I disagree with Matthew that simple priests should not start seminaries. We need priests, therefore, seminaries are necessary. "Simple" priests have been starting seminaries and congregations from time immemorial. In fact, it's probably better if our seminaries are run by priests because then the bishops can devote themselves completely to the duties that are of an Episcopal nature. Irrational complaints made against father Pfeiffer like this make us lose credibility.
Regarding the other point, I totally think that father has episcopal ambitions. I know a few people whom he has approached and asked. It's also obvious from his empire-building activities. Running the seminary, saying mass at over 30 locations, attempting to open a convent, flying around the world every few months to "shore up" the other priests.
Do you know the definition of a priest? Besides the other definitions (Alter Christus, etc.) a priest is fundamentally a HELPER TO A BISHOP. The Bishop wears the ring, he is married to a diocese. But the diocese is too large for him to say Mass everywhere for his whole flock, so he has authority over a number of priests who help him in his work of spiritually ministering to the Catholics in that diocese.
If a priest starts ANYTHING, it should be OUT OF OBEDIENCE, not out of a self-appointed position or crusade he picked out for himself. He should be working for someone, following someone's orders.
Priests are only leaders of the laymen beneath them. They are not even part of the Ecclesia Docens
(Church teaching). There is a reason the book of the Gospels is not placed on priests' heads during Ordination -- that only happens for a bishop during his Consecration. A Bishop has a special obligation to teach and preserve Tradition and the Faith.
Even today, among trads, why wouldn't the Trad priests (in the Resistance for example) let the Bishop(s) lead? Would the world REALLY be a worse place today if Fr. Pfeiffer had just followed +Williamson's direction and stuck with the "loose association of priests" structure? Do we have any more priests because of that seminary, or do we actually have less?

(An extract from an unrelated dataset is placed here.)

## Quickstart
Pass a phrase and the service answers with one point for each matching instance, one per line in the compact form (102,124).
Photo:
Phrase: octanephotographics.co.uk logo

Didn't at least one seminarian in Boston, KY give up the faith when he left? And of those who left, how many gave up on their vocation at least after experiencing Boston KY in all its splendor?
Bishop Williamson knew what he was doing. Today we already have a REAL seminary over in France with +Faure. The Dominicans can also take in new vocations. Do you really think +Williamson was going to let Tradition die out?
Fr. Pfeiffer's seminary hasn't done any good yet -- he has what, one seminarian with a couple years' training under his belt. The other(s) are brand-new. Those newbies could have gone to +Faure's seminary at this point.
It's questionable how much +Williamson ever supported the Boston seminary. At best, he gave it tacit approval at the beginning. But when he visited and discovered the inadequacy of the setup, the ignorance of the seminarians, and said he would never be back -- at that point Fr. Pfeiffer should shut it down. Instead of happily opposes himself to Bishop Williamson. Who does he think he is, a bishop?
It's not the "running" a seminary that's the problem. It's the starting of one, and not even that. It's particularly when you start one AND you don't have the requisite means/gifts/support to start one properly, and without the blessing of the (only) bishop (who supports your cause).
And if +Williamson was/is against the Boston seminary, I don't think it's so much against the concept (he doesn't have a problem with +Faure's seminary, does he?) but against this seminary IN PARTICULAR since he checked it out and it was found wanting. Just like he has ordained +Faure and has promised to ordain others -- just not on Fr. Pfeiffer's timetable, and not Fr. Pfeiffer personally. If Fr. Pfeiffer had to close down his seminary, it wouldn't mean the Catholic Church is doomed. That's exactly what Fr. Pfeiffer would have us all believe!
But I know better. Father obviously believes that "God needs him", otherwise he wouldn't be going to such imprudent, disastrous lengths (Pablo, Ambrose Moran, etc.) to keep it going.